A total of 1446 Sentinel-3 images were acquired over the Rias Baixas area between April 2016 and September 2020, of which 989 (68.40%) were totally or partly cloud-free and hence used in this study (Table 1). Sentinel-3 is a European Space Agency (ESA) satellite being launched as part of the Copernicus programme. It is mainly an ocean mission based on the heritage of ENVISAT MERIS, which was operational between 2002 and 2012. Its Ocean and Land Colour Instrument (OLCI) covers a swath width of 1270 km providing the same spatial resolution (300 m) to MERIS, but with more spectral bands (21 instead of 15) ranging from 400 nm to 1020 nm. The mission consists of two satellites (Sentinel-3A and Sentinel-3B), launched in February 2016 and April 2018 respectively. Therefore, revisit time in mid-latitudes improved from 2-3 days to daily since December 2018, when Sentinel-3B images started to be available [41].

2.3. INTECMAR data

In this study, a database with 7740 records of Pseudo-nitzschia spp. abundance in 465 different days between April 2016 and September 2020 was used (Table 1). INTECMAR conducts a routine monitoring programme consisting of a weekly sampling at 38 sampling stations distributed across the four Rias Baixas (Figure 1). At each station, they measure different water quality parameters (e.g. salinity, temperature) and collect water samples using PVC hoses at three depth ranges (0 m – 5 m; 5 m – 10 m and 10 m – 15 m) and phytoplankton samples using tow nets (10 µm mesh) from surface to 15 meters depth. In the laboratory, water samples are analysed in order to determine chlorophyll and inorganic nutrients concentrations [35]. Phytoplankton samples are fixed with formaldehyde 4% and stored under dark and cool conditions. Total abundances (in cells L-1) of different taxonomic groups, including Pseudo-nitzschia spp., are counted using an inverted light microscope at 250x and 400x magnification [42].

3. Methods

3.1. Image processing and dataset generation

Sentinel-3 OLCI images were masked using the pixel identification and classification tool IdePix, an open processor available in the STEP (Science Toolbox Exploitation Platform) Sentinel-3 toolbox (brockmann-consult.de/portfolio/idepix/).

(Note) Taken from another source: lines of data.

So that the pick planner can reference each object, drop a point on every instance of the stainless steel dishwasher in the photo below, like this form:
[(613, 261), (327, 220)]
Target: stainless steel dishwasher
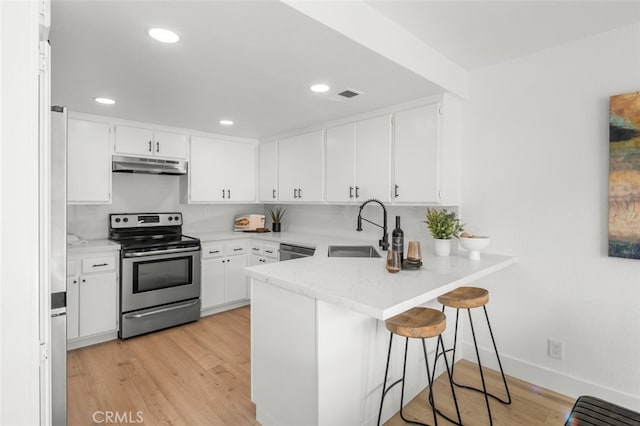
[(290, 251)]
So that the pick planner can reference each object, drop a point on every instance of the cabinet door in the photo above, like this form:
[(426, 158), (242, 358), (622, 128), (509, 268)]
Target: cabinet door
[(88, 162), (72, 308), (171, 145), (269, 171), (416, 155), (373, 159), (240, 171), (206, 170), (340, 163), (98, 308), (310, 176), (213, 282), (288, 169), (236, 281), (134, 141)]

Pixels flagged as invalid, cloud (i.e. cloud_sure, cloud_buffer, cloud_shadow, cirrus_sure, cirrus_ambiguous), land or vegrisk were masked, while the remaining pixels were considered as valid.
Polymer v4.12 was applied for atmospheric correction of the cloud-free Sentinel-3 images. Polymer was developed from an atmospheric correction processor for clear ocean (case-1) waters that is able to deal with sun glint [43], and has shown good results over the study area [44]. It applies a spectral optimization based on a bio-optical model and radiative transfer models to separate atmospheric (including glint) and water reflectances. Output values are provided as fully normalized water-leaving reflectances (https://www.hygeos.com/polymer).
Water-leaving reflectance data from Sentinel-3 images were extracted and linked to the Pseudo-nitzschia spp. abundance database from INTECMAR. Only images acquired on the same date as the phytoplankton samples collection were considered. Water-leaving reflectance values were extracted from valid (non-masked) pixels containing the location of the sampling station. The number of valid pixels in a 3x3 window around the station location was also extracted as a quality flag, ranging from 9 (highest quality) to 1 (lowest quality) [45].
The final match-ups dataset included 3008 valid records, of which 2171 were flagged as high-quality (28.05 % of the total phytoplankton samples) and were obtained from 260 Sentinel-3 images (55.91% of the total sampling days), as shown in Table 1.
Due to its skewed distribution, Pseudo-nitzschia spp. cell abundance (P-n) was log-transformed (log10P-n) to be used as response variable in the linear regression model. We applied a log10 (1+P-n) transformation to avoid negative results when P-n was zero.
As SVM models require a categorical output, four categories were established based on the thresholds defined by [36]: below low detection limit (BD) (P-n < 100 cells/L); presence (P) (P-n > 100 cells/L); no bloom (NB) (P-n < 105 cells/L) and bloom (B) (P-n >= 105 cells/L). These categories were grouped into three classes when used to analyse the temporal and/or spatial distribution of Pseudo-nitzschia spp.: below low detection limit (BD) (P-n < 100 cells/L); presence - no bloom (P-NB) (100 cells/L >= P-n < 105 cells/L) and presence- bloom (P-B) (P-n >= 105 cells/L).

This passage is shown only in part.